Concurrent with the generation of microarray designs able to detect alternatively spliced transcripts, many analytical methods have been developed to determine the extent of alternative splicing and identify the expression level for each transcript within a gene. We used a simple approach to identify cases where the ratio of the inclusive and exclusive isoforms changed dramatically, by calculating the ratio of probes that were specific for the inclusive or long form (probe B) versus probes specific for the exclusive or short form (probe E). This approach was shown to provide very powerful results when assessed against PCR validation of the events. It is a simple and applicable approach that provides strong filtering methods for real positives, unlike other methodologies which require an extensive programming and array fitting .

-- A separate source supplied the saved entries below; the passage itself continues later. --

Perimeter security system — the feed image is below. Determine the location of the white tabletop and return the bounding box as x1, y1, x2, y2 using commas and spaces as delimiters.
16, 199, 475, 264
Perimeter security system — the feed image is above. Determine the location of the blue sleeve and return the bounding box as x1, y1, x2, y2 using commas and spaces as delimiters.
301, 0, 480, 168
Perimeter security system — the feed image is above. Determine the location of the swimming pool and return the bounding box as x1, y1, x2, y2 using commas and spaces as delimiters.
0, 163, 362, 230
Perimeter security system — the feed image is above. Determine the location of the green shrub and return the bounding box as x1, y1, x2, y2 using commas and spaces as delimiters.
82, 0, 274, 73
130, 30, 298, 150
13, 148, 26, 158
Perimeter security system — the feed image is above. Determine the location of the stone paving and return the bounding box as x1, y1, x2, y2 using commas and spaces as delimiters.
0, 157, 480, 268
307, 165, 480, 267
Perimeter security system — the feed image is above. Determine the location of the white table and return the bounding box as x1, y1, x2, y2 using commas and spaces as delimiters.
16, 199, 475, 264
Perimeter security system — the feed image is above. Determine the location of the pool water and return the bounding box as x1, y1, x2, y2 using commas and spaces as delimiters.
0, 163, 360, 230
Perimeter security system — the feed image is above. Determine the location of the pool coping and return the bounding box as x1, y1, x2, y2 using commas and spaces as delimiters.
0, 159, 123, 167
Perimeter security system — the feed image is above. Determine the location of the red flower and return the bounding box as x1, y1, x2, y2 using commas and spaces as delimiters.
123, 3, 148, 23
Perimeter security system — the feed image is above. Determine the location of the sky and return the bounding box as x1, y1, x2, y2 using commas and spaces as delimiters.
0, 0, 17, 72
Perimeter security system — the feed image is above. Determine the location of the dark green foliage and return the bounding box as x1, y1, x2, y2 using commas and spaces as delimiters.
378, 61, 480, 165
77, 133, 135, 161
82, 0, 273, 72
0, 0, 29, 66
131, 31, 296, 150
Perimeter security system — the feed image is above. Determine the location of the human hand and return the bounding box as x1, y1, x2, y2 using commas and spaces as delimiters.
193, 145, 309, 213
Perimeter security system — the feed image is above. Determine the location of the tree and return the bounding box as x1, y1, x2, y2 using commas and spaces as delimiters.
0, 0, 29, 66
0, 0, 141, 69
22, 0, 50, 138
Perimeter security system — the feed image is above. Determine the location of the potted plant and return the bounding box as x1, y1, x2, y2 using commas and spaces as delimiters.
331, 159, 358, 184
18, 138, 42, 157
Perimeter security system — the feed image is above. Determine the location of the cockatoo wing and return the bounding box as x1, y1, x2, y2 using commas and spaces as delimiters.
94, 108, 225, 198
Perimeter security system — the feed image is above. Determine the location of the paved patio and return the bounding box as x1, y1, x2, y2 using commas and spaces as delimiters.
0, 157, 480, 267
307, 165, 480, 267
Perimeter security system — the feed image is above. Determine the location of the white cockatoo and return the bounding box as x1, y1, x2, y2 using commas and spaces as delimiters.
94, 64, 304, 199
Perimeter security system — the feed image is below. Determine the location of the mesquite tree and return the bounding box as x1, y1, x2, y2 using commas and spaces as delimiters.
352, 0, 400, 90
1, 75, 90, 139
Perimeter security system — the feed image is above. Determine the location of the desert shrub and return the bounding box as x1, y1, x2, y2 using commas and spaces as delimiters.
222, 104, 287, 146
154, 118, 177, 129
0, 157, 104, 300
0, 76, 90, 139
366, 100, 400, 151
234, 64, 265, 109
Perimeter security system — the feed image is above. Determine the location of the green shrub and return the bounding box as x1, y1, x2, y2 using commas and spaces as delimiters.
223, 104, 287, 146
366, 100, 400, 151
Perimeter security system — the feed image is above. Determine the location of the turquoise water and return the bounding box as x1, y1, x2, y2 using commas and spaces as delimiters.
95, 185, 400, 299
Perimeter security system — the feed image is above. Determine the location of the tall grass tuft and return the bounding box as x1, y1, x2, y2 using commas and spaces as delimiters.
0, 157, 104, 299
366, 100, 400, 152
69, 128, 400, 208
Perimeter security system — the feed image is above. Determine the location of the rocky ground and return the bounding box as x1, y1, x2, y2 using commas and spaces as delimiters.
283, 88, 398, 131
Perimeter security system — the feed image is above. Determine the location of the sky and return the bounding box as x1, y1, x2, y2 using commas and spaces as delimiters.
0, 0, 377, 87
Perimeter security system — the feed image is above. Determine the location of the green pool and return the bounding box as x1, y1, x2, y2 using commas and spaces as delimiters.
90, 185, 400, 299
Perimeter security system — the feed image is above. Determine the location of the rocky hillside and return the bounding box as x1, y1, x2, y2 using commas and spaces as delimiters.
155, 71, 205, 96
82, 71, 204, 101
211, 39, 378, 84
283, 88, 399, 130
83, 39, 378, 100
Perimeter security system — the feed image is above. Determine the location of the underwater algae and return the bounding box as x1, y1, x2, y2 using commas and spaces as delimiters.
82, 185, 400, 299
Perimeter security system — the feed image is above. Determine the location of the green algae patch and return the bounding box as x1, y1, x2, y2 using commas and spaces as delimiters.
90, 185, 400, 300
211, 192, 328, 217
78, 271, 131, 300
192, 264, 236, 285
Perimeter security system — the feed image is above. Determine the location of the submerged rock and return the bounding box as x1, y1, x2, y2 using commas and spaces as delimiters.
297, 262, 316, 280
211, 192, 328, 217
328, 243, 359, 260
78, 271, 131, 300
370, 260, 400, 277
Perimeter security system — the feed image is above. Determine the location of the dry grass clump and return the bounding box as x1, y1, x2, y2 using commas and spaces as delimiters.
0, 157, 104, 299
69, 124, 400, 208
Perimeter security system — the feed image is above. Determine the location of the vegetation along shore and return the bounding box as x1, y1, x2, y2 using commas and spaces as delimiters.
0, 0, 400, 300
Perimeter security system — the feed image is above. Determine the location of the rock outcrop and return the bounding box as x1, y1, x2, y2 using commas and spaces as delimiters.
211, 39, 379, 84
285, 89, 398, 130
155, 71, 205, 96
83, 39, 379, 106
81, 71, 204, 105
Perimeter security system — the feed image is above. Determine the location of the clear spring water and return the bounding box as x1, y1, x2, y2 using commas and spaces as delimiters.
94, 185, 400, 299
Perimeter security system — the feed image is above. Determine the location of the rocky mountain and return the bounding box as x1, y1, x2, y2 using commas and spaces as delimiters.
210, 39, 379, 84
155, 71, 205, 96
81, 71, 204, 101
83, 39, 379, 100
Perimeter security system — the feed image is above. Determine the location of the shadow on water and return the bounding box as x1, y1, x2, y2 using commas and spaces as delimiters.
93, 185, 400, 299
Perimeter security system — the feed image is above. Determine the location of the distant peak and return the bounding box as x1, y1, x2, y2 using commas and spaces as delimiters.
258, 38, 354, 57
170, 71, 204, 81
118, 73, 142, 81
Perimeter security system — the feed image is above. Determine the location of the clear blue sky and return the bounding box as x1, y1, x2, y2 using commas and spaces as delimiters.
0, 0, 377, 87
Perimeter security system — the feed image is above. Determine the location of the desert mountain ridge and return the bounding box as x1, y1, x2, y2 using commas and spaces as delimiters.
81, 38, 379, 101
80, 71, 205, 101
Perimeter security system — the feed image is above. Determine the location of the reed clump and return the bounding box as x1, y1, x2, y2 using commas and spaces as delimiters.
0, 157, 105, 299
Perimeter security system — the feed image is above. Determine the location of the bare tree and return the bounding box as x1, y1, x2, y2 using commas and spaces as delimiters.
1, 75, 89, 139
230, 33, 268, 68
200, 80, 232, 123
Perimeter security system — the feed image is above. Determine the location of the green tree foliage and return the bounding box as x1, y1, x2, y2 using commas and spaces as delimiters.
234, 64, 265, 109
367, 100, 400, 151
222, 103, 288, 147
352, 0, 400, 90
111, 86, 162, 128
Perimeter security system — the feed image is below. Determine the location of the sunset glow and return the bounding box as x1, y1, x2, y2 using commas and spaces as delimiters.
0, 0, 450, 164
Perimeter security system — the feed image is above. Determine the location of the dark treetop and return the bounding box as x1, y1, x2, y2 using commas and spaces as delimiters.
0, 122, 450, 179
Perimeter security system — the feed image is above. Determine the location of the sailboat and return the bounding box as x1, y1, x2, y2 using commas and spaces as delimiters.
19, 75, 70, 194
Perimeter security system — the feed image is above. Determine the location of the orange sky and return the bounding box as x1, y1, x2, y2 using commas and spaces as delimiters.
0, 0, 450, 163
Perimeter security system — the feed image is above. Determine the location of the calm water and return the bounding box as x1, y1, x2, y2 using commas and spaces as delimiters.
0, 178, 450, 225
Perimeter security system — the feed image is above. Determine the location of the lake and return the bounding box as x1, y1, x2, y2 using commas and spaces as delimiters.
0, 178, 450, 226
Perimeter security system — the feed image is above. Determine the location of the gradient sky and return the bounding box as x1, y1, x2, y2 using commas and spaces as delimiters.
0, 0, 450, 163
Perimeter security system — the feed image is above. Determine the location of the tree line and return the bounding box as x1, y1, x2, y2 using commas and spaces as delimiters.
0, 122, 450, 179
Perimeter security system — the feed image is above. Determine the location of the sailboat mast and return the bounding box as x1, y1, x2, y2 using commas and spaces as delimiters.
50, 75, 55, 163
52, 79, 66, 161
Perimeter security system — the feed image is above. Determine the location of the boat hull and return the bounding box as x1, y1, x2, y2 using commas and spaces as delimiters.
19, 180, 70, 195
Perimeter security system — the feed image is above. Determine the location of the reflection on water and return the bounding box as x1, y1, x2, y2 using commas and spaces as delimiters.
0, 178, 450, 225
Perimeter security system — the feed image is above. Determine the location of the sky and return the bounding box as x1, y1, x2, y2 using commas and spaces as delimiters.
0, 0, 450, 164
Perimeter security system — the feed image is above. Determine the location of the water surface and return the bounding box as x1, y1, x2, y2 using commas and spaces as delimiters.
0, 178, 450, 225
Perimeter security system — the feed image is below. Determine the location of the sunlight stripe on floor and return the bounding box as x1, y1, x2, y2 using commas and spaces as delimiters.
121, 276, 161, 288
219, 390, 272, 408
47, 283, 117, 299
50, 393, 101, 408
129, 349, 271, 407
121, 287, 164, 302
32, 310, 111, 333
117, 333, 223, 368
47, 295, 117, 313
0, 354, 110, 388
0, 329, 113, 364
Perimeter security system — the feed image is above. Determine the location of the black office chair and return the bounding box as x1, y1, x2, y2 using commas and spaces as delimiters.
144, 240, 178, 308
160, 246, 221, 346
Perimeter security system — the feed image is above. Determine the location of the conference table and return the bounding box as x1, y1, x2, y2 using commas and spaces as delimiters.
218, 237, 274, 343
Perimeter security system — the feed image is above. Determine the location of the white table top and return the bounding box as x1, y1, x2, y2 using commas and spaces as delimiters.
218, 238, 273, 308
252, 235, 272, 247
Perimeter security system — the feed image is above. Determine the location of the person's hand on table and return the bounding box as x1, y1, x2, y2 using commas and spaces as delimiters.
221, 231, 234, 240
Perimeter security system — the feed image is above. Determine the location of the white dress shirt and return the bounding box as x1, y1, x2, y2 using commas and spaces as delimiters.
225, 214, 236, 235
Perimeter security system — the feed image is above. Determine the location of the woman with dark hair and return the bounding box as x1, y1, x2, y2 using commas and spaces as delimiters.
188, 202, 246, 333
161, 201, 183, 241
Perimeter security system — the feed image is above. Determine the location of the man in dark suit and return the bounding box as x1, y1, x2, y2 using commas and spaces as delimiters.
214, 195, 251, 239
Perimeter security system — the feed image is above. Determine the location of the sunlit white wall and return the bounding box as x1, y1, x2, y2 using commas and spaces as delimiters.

Performance of the human GWSA product was evaluated in this study and the arrays were shown to be highly reproducible, suggesting that the reproducibility is more a function of the platform and labeling procedures than of the probe design. Analysis of the array data at the gene level proved highly concordant with data produced in the MAQC project on the HG-U133 Plus 2.0 array. Even though the platforms were slightly different (the HG-U133 Plus 2.0 array contains 11 micron features while the GWSA contains 5 micron features), the genes showed similar levels of expression, and importantly, comparable quantified changes between the universal and brain RNA samples. High concordance was observed between these similar platforms even though the probe sets were designed for different applications. Additionally, the GWSA and other SpliceArray™ products also provide splice event information available from the same experiment, exemplified by several recent reports [3, 4, 26–29].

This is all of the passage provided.